Eespere, René
Flatus III
Bläserquintett (fl, ob, cl, corno, fag)
Als Joseph Haydn um 1756 eine neue Kammermusikgattung, das Streichquartett, entwickelte, war für die Bläser eine vergleichbare Formation noch lange nicht in Sicht. Bläserkammermusik gab es zu dieser Zeit nur mit paarweise besetzten Instrumenten als Militär- oder Unterhaltungsmusik, meist als Sextett oder Oktett. Die zündende Bläseridee, der veritable Mischklang für die einfache Bläserquintettbesetzung, hatte 1812 Anton Reicha. Damit war eine neue Besetzung geboren, die ein fester Bestandteil der Musikgeschichte wurde mit dem Vorteil einer größeren klanglichen Vielfalt als das Streichquartett. Der Mannheimer Franz Danzi komponierte neun Quintette für diese Besetzung und inspirierte damit in der Folge eine ganze Komponistengeneration, wie z.B. Gebauer, Lachner und Onslow. Namhafte und bedeutende Komponisten ließen diese Kategorie jedoch bedauerlicherweise außer Acht, weshalb sie zu keiner Zeit das kompositorische Niveau wie z.B. die Streicher- bzw. Quartettliteratur erreichte. Dennoch setzte sich der Erfolgsweg dieser Besetzung fort u.a. über Kleinmeister wie Tafanel und Klughardt und später bei Hindemith, Nielsen, Françaix und Ibert.

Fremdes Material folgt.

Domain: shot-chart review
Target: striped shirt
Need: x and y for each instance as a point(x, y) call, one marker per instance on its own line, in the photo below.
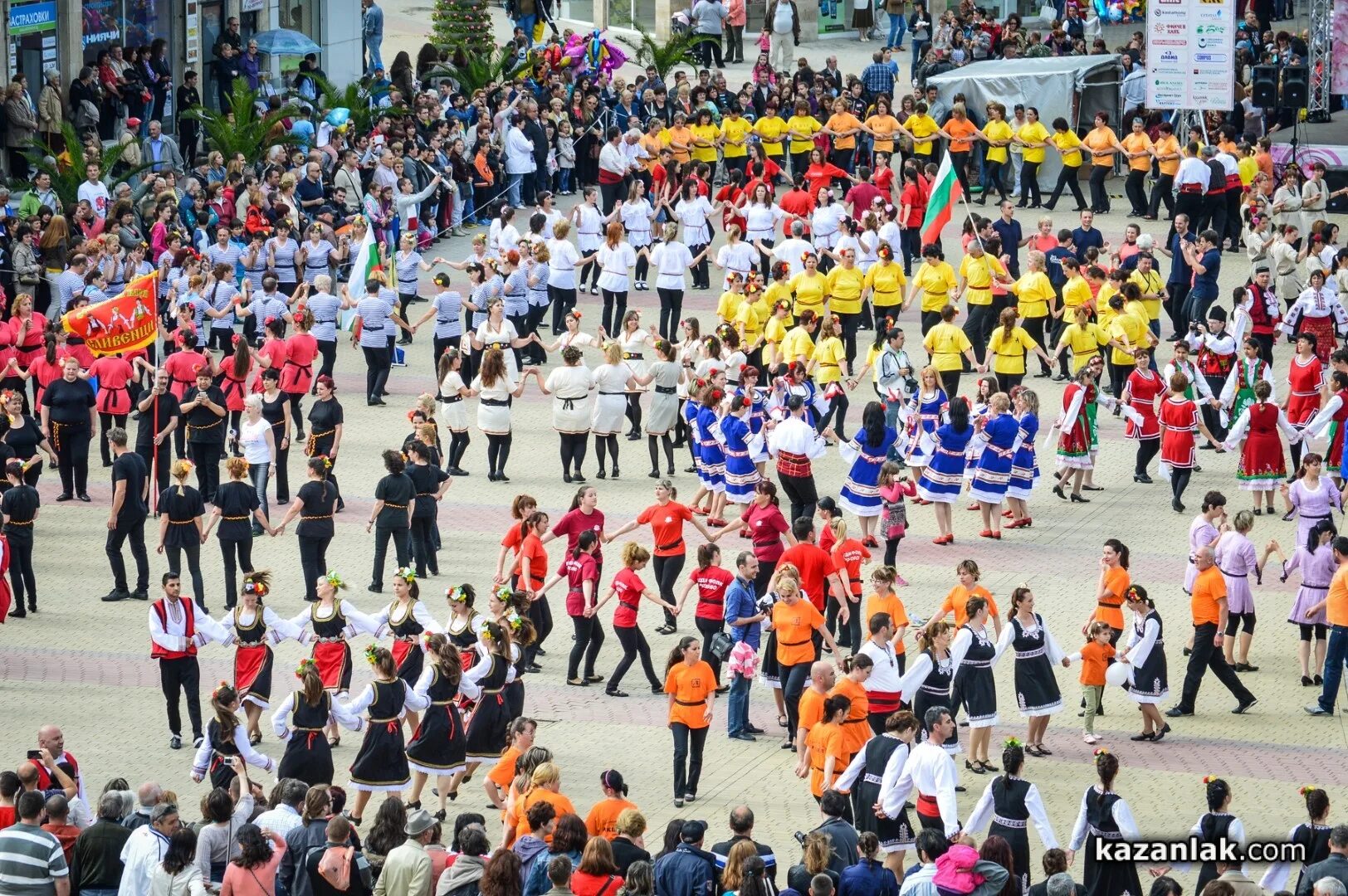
point(30, 861)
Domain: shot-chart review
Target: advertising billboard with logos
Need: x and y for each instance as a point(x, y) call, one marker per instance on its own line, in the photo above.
point(1190, 54)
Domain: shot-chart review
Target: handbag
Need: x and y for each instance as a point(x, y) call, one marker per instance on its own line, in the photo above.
point(721, 645)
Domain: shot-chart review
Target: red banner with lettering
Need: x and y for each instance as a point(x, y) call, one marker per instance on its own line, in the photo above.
point(121, 324)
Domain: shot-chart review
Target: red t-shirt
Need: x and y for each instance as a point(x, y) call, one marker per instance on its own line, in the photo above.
point(628, 587)
point(667, 527)
point(577, 572)
point(766, 527)
point(711, 592)
point(814, 563)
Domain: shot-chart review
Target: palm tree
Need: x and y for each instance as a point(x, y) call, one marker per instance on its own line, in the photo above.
point(240, 129)
point(66, 178)
point(663, 57)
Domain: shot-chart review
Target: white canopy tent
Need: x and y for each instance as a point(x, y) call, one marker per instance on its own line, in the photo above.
point(1073, 88)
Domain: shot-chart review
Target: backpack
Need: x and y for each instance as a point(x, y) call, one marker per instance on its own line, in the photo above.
point(335, 867)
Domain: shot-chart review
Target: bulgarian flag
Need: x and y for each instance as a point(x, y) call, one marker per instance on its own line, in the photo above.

Nun hat sich ein weiterer zeitgenössischer Komponist dieser Gattung angenommen. René Eespere (* 1953) ist ein estnischer Komponist und gehört zu den bedeutenden, neuzeitlichen Tonschöpfern des Baltikums. Er studierte an der Estnischen Musikakademie und am Moskauer Konservatorium und war dort Assistent bei Aram Chatschaturjan. Seit 1979 unterrichtet er Komposition und Musiktheorie an der Estnischen Musikakademie. Eespere schrieb zahlreiche Vokalwerke und Kammermusik für wechselnde und interessante Besetzungen. Auffällig ist bei seinen Werken eine klare diatonische Melodieführung und eine ausgeprägte Ostinato-Technik. Diese kompositorischen Merkmale seiner typischen Tonsprache sind auch in seinem Quintett Flatus III (lat. Wind) zu erkennen. Dieses Werk folgt den Bläserstücken “Flatus I” für Trompete in C und Orgel (1998) und “Flatus II” für Flöte solo (2001). Das Quintett dauert ca. acht Minuten, ist durchkomponiert und gliedert sich in sieben kurze Teile, die sich in musikalischem Charakter und Spielart deutlich voneinander unterscheiden. Dadurch entsteht sowohl für die Spieler als auch für die Zuhörer ein sehr interessantes Spiel- und Hörerlebnis.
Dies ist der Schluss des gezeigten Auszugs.